諦観の音。彫刻の森より現代的な。ミルクティーを片手に。

 あるべきはずの部位にあるのは、空に淀む雲だった。その光景を昔どこかで見たことがあったような気がする。


 あれはどこだったっけ。そんなことを思いながら女神を間近で鑑賞する。正面から見ると、像のなかにある錆びついた支柱が見えた。なかは空洞だった。遠くからだと立派にも見えるけど、錆びた柱で支えられる女神は、なんて脆弱なんだろう。


 風が吹いた。


 から、から。


 その音を聞いてしまった。わたしからすれば不可抗力だった。ぎくりと体をこわばらせた。誰にというわけでもなく言い訳をしたくなった。でもその秘密を知ってしまった今、なにもかも手遅れで、脱力するしかなかった。


 松明トーチから垂れるコードが風になびいている。コードが像の胴体に触れるたび、から、から、虚しい音が響く。

 わたしはこの音をいつまでも記憶するんだろう。これは義務感でも使命感でもなく、観念にも似た罪悪感だった。


 から、から。


 三ツ葉は黙ってシャッターを切った。

 しばらく中瀬を散歩した。新品の遊具が建ち並ぶ公園を歩いた。一度だけ滑り台を滑った。横幅が普通の二倍あったから大の字になって。三ツ葉は撮ってくれなかった。キャッチボールをする親子を眺めつつベンチで休んだ。

 それからもう一度だけ自由の女神像を見た。今にも朽ちてしまいそうな姿。

 閃きが訪れ、手を合わせた。


「そうだ、思い出した」

「どうしたの」

「いや、この像どこかで見たような気がしたんだけど」

「テレビで見たんじゃないの? 似た姿なら、ニューヨークにもお台場にもあるよ」

「ううん。そうじゃなくて……中学のとき、遠足で行ったんだ、彫刻の森」

「彫刻の森って、箱根の?」


「うん。屋外にいろんな彫刻があるの。お相撲さんみたいな人の銅像とか、人の塊みたいの、とか。あんときは全然わかんなくて、石っころ見てるのも同然だったんだけどね。なんかこの女神見てさ、立派な美術作品だなって思った」


「なんか、わかるな。地元にも美ヶ原高原うつくしがはらこうげん美術館ってのがあってさ、似たようなとこ。親に連れられて行ったことあったけど、さっぱりだったよ。今もう一度行ったら全然違って見えるんだろうな」


 この女神は足を失ったのではなく、石巻の哀しみを留めているように思えた。三ツ葉はどういうふうに思ってるのかは知らないけれども、どの美術作品よりも心に訴えかけるものがあった。

 三ツ葉は時計をちらと見た。三時五〇分。そろそろ駅へ行ってもいい時間だった。駐車場からけもの道に出る。


「あ、ドーナツ、食べる?」


 販売車の前で三ツ葉が訊いてきた。店員のお兄さんがニコニコとわたしを見る。お腹はそんなに減ってないけど、ドーナツくらいだったら入る。かき氷を食べたあとだからあったかいものを食べたい感じもする。


「あ、うん、いい香りだね」

「ドーナツ、ふたっつ」


 三ツ葉はさらっとお兄さんに告げた。


「ふたっつね。今からできたて作るから、その間紅茶でも飲んでよ」

「サービスですか?」

「うん。ストレートとレモンとミルク、なにがいい?」

「ストレートでお願いします。依利江は?」

「えっと……ミルクで」

「ストレートとミルクね。ガムシロップはいる?」

「お願いします。依利江は?」

「えっと……わたしは大丈夫です」


 訊かれるがままの返答だった。お兄さんはちょっと待っててね、と言って大きなポットを取り出した。透明なガラスの表面は結露していて、真っ赤なティーがたっぷり入っている。
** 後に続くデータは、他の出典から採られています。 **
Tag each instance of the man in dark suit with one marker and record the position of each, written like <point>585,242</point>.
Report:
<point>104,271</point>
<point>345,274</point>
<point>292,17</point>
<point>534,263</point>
それを紙コップに注ぎ、片方にポーションミルクを加えた。


「はい、ミルクティーのお嬢さん。こんなのでごめんね」

「あ、ありがとうございます」


 一口飲む。ひんやりつめたかった。


「君たち、どこから来たの?」

「神奈川からです」

「神奈川! 電車?」

「はい。青春18きっぷで」


 おにいさんはへぇ、と感心した。ドーナツ焼き器にアイボリー色の生地を流し込んだ。すごい、自然におしゃべりしてる。わたしは会話に入り込むことができないでいた。